The very well depicted head and shoulders portrait of a young and beautiful British girl, possibly of Scottish origin, with a slightly aggrieved disposition, strawberry ginger hair, rose tinted cheeks, wearing a lace adorned dress with golden ribbons and a pinned garniture of three snowdrops to her chest, the whole on a deep forest green ground, painted in oils on canvas and remaining unframed and surviving from the latter half of the nineteenth century.
The picture is in un-restored condition and we love it as it is. There are no major losses and the canvas has quite an extensive amount of craquelure to its surface, though heavier in and around the girls dress. There are a few very minor areas of flaked loss and one can see where she once sat in a period frame with an outline to her borders and there are some spots of dirt to the flesh tones. There are three patch repairs to the canvas where it had been split at some stage. We think she looks fantastic in this un-meddled with state.
This work is of the same style as that of Charles Sillem Lidderdale; who was a British artist whose work often focused on portraits of young women in outdoor settings. Lidderdale exhibited 36 paintings at the Royal Academy between 1856 to 1893. This particular picture has some similarity with a work named ‘Ophelia’ by Lidderdale which features very much the same tone, colours and composition.
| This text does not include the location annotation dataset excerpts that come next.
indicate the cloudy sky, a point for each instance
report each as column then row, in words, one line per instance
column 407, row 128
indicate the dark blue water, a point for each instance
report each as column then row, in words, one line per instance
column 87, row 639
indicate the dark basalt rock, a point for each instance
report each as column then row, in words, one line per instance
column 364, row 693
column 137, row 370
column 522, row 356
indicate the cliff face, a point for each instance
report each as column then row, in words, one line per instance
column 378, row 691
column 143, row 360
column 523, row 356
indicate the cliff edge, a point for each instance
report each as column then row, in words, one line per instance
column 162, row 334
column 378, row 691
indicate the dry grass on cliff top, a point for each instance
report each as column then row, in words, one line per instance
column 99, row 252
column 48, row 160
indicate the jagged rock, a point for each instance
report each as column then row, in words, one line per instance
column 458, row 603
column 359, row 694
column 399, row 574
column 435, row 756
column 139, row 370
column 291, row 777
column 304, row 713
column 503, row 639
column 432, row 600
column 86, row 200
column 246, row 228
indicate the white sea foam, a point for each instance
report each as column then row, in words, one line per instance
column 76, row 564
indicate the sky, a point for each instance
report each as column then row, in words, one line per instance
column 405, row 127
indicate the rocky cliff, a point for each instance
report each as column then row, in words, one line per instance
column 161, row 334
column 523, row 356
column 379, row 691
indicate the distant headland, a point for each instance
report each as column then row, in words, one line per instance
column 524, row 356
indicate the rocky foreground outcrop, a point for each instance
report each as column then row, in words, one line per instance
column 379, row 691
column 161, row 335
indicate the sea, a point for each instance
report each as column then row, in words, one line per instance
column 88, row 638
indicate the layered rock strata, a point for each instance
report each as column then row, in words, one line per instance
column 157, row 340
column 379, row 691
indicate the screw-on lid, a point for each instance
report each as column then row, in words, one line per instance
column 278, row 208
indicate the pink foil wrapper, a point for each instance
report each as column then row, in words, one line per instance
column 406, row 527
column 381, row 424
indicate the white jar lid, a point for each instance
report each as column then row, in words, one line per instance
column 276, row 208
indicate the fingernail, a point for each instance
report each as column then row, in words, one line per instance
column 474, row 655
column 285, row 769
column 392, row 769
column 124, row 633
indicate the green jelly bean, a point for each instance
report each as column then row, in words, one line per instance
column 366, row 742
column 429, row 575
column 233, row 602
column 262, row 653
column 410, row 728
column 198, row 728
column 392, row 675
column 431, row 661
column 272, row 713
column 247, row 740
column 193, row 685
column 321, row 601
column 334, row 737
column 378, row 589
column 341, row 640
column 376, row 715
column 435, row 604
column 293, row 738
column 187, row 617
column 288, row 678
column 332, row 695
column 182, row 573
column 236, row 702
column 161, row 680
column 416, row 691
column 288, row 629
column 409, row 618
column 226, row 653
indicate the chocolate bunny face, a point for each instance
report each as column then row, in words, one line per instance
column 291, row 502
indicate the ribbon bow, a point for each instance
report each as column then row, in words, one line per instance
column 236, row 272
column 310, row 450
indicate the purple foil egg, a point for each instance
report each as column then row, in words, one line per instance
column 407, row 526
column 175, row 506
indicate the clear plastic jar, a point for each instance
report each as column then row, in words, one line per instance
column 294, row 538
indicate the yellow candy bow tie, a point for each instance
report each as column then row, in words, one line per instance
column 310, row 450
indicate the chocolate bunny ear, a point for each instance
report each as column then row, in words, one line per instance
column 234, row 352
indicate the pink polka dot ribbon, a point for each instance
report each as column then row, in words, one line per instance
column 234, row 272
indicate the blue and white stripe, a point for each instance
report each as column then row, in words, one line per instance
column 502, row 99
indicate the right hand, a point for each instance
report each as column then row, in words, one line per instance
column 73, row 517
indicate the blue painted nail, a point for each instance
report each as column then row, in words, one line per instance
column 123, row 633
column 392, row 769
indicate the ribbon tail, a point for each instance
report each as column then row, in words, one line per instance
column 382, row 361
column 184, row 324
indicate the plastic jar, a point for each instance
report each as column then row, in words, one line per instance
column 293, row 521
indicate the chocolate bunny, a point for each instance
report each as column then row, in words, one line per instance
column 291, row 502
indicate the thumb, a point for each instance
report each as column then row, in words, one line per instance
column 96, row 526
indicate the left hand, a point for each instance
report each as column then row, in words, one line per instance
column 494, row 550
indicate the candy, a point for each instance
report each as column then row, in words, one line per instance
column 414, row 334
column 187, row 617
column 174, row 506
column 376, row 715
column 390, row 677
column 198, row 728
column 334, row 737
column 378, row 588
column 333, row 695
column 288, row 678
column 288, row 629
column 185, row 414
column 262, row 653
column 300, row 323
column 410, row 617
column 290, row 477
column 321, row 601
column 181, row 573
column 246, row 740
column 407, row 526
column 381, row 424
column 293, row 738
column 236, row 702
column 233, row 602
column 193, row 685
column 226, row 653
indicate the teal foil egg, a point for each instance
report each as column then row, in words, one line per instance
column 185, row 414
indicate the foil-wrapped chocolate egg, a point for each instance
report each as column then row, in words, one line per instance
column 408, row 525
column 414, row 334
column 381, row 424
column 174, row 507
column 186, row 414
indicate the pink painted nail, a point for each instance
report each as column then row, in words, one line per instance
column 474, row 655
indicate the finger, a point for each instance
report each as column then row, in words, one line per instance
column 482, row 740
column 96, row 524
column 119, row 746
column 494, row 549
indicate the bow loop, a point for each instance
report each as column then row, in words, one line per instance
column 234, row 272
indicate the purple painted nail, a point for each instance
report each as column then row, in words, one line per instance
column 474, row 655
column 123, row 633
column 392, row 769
Whoever painted this work had as good a hand as Lidderdale himself.
This picture also features three snowdrops which is the same amount that featured in Dante Gabriel Rosseti’s Blanzifiore (Snowdrops) of 1873 which depicted Jane Burden Morris and the presence of them in both pictures is intended to symbolise purity and hope.
One can clearly see this girl’s personality and character in the way she is shown making this an arresting, haunting and very well realised picture indeed.